We would meet clients twice a week and then discuss our experiences and progress during a weekend meeting led by John. John would ask everyone to describe his/her tools that were employed, the outcome, and any observations they made about the client. After everyone has given a progress report, John would ask each team member as to what he/she might have learnt from the experiences of the co-workers and how he/she may utilize the lessons to fine tune his/her own future approach to clients. John didn’t only encourage team members to learn from each other but also participated in every process himself.

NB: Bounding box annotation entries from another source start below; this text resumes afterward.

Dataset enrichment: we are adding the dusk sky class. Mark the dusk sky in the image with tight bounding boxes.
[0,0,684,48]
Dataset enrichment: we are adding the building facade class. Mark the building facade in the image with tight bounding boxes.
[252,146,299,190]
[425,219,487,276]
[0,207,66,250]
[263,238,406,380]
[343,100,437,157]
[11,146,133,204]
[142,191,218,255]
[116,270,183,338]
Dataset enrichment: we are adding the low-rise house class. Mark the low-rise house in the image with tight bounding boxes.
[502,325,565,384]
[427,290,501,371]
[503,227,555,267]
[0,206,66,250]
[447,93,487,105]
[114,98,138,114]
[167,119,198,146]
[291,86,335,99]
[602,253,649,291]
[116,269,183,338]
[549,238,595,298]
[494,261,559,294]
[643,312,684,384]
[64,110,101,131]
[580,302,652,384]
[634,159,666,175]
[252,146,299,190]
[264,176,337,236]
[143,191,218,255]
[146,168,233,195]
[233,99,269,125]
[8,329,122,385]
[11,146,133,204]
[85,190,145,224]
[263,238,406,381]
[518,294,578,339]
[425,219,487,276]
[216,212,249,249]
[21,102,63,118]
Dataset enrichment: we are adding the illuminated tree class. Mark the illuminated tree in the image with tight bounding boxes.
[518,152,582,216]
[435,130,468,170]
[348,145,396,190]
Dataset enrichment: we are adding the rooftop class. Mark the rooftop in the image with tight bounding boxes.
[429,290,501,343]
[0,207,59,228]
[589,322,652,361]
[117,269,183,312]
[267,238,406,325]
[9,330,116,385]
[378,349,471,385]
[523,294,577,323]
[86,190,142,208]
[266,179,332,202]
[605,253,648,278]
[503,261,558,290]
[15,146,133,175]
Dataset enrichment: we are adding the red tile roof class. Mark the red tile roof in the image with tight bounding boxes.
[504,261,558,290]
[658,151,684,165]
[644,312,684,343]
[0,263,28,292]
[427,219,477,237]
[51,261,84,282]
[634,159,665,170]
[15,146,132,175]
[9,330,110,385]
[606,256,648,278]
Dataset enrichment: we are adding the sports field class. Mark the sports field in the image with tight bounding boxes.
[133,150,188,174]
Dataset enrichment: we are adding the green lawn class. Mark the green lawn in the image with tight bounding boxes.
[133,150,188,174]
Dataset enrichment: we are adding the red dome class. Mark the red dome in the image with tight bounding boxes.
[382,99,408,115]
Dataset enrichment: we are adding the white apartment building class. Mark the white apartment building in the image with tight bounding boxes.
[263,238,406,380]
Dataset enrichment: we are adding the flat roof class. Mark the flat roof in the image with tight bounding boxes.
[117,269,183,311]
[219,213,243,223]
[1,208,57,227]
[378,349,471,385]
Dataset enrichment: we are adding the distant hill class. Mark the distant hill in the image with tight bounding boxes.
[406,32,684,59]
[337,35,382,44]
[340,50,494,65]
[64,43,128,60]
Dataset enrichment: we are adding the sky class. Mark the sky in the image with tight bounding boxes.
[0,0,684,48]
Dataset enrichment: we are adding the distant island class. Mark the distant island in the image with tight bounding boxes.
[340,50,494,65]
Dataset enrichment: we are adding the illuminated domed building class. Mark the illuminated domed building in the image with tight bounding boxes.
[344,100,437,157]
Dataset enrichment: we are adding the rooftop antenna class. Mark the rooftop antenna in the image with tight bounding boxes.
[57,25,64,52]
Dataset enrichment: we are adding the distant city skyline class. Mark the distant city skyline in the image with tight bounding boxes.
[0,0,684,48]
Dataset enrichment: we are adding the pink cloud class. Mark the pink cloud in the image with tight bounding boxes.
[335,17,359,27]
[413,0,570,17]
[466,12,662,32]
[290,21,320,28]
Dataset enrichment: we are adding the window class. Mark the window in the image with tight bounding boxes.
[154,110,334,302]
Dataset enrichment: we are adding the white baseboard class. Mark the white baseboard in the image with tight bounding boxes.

I once asked John during one of the meetings that he has extensive experience so why does he change his mentoring approach after each meeting and John replied that learning is a never-ending process and no amount of experience can free the leader from the need to learn from his peers and subordinates. John explained that by learning from others, the leader doesn’t only expand his/her perspective but also avoids costly mistakes he/she may not have made already. John also claimed that leaders also have human limitations and there is only so much they can monitor or control. Effective leaders consider their subordinates as their eyes and ears who help them better understand both the internal workings of the organizations as well as the external environment.